(By Mani) Comstock Resources, Inc. (NYSE:CRK) shares were down about 11 percent in the past two days as investors sold on the news of the much anticipated Eagle Ford JV didn't provide any cash upfront to the company.
However, the freefall in shares creates a buying opportunity as the joint venture improves the outlook for 2013and strengthens Comstock's balance sheet.
Last week, Comstock signed a deal with KKR over its future development of its Eagle Ford shale acreage in Atascosa, Frio, Karnes, LaSalle, McMullen and Wilson Counties in South Texas.
Under the terms of the deal, KKR will have the right to participate for one-third of Comstock's working interest in wells drilled on Comstock's 28,000 net acres in exchange for paying $25,000 per acre through a drilling carry for the net acreage being acquired by KKR. Comstock expects to develop most of its acreage based on spacing units of approximately 80 acres.
The agreement will apply to wells spud by Comstock on or subsequent to March 31, 2012. Comstock will retain all of its interest in wells spud prior to March 31, 2012. Subject to certain conditions, KKR has committed to providing drilling carry equivalent to $25,000 per acre for the next 100 wells drilled on Comstock's Eagle Ford shale acreage and can continue to participate in additional wells drilled on the acreage for the same drilling carry.
"Instead of the typical JV structure that locks companies into drilling, CRK chose a more flexible agreement to protect from a decline in oil prices," Oppenheimer analyst Daniel Katzenberg wrote in a note to clients.
This JV will provide the necessary capital to accelerate drilling of this exciting oil play, while still allowing the company to have the capital to develop its Wolfbone properties in West Texas.
"Despite the reaction, we believe the transaction boosts its 2013 oil growth outlook and strengthens the company's balance sheet. Results from its first two Wolfcamp horizontal wells are expected to be announced on the 3Q12 conference call, and could boost the oil growth outlook further," the analyst noted.
Meanwhile, the Texas-based company expects to be cash flow positive during the second half of 2012 and 2013 as oil volume growth begins to contribute to higher cash flow.

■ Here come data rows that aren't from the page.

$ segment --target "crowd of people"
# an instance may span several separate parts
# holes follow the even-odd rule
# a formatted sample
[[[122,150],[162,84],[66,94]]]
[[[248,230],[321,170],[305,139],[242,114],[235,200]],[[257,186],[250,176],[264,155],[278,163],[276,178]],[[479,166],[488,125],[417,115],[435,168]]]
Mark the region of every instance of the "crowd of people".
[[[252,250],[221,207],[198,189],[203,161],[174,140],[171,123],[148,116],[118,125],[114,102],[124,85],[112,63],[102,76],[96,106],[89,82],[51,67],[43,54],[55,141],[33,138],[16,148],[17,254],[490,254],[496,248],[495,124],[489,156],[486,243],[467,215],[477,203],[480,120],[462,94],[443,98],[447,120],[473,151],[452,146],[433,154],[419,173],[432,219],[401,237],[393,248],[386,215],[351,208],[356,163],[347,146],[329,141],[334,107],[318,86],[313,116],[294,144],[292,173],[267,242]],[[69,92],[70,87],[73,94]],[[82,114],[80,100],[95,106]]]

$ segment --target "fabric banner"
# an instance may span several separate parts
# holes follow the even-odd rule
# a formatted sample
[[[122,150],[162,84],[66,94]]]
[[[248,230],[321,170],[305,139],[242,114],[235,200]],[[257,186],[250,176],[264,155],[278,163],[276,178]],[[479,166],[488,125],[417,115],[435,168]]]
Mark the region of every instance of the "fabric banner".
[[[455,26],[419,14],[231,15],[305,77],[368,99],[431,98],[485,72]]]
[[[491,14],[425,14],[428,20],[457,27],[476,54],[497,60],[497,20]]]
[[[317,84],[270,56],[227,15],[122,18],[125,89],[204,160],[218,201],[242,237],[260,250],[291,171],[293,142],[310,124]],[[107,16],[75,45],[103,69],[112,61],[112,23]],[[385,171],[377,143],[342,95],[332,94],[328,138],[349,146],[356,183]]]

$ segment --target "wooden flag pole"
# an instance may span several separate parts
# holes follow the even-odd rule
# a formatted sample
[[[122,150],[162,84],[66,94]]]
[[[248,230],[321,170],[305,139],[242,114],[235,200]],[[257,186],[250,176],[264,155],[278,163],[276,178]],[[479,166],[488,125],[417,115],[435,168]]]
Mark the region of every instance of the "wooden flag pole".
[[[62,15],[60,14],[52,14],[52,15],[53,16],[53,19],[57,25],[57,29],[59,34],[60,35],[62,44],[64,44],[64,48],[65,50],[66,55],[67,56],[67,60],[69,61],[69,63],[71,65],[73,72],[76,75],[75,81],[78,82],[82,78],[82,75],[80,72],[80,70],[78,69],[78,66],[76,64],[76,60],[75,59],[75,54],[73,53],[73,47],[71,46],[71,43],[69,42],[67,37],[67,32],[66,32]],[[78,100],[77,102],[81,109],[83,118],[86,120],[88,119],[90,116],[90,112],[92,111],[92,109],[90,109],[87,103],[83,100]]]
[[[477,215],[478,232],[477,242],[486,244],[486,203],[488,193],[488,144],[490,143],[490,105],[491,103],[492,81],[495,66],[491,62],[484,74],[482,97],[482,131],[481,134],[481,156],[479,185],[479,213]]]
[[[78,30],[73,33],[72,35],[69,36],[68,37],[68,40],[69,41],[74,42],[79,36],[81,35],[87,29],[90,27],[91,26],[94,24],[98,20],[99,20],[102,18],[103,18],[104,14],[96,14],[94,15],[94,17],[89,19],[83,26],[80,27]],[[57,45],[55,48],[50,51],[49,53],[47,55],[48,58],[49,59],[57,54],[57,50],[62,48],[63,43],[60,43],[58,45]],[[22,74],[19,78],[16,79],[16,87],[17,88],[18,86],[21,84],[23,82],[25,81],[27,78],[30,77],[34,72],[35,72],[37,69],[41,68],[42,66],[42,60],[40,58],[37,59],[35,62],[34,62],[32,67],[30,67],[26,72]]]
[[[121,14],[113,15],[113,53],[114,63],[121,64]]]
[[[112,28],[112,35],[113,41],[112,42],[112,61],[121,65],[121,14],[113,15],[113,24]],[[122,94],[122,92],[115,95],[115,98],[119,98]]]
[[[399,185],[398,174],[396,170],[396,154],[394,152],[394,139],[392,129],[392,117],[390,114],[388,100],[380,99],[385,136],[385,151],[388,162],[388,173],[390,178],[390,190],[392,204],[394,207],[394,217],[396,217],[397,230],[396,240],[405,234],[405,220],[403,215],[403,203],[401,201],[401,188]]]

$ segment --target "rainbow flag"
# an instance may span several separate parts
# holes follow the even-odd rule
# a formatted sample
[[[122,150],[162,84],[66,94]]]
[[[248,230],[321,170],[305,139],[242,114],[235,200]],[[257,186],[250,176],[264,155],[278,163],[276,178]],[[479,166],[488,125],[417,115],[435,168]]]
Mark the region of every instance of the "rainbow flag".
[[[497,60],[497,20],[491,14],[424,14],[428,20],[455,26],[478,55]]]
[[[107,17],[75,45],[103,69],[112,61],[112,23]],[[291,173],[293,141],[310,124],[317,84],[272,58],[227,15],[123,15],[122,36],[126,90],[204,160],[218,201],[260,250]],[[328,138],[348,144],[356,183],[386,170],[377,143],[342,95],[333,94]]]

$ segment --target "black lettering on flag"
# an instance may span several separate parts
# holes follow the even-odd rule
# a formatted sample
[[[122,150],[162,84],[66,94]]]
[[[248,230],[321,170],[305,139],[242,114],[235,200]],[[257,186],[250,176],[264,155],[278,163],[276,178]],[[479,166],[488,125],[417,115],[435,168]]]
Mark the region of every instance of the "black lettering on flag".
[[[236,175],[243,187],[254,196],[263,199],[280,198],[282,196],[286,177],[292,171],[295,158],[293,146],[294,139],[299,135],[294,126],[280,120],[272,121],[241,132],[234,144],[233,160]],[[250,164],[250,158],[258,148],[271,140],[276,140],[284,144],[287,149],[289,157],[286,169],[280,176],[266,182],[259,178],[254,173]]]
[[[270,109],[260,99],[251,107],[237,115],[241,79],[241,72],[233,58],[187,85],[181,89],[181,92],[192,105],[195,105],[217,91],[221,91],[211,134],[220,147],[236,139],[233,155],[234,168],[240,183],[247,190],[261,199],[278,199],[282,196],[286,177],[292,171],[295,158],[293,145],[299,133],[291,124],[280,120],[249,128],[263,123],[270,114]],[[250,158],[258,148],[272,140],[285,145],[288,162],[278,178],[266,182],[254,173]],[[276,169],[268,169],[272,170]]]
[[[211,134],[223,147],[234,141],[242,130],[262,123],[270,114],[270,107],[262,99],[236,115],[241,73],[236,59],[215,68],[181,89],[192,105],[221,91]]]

Comstock's production in the second quarter of 2012 of 583 thousand barrels of oil and 21.9 billion cubic feet of natural gas or 25.4 billion cubic feet of natural gas equivalent (Bcfe) increased 6 percent over the 24.0 Bcfe produced in the second quarter of 2011. Oil production increased 267 percent over 2011's second quarter. Oil production in the second quarter, which averaged 6,400 barrels of oil per day, grew 14 percent from the 5,600 barrels per day produced in the first quarter of 2012.
At the end of the second quarter of 2012, the company's six operated drilling rigs were all drilling oil wells in South Texas and West Texas as it has suspended its natural gas drilling operations until natural gas prices improve.
Comstock's continued success in its transition to oil drilling would lead to higher cash flow and EBITDA over the next several years.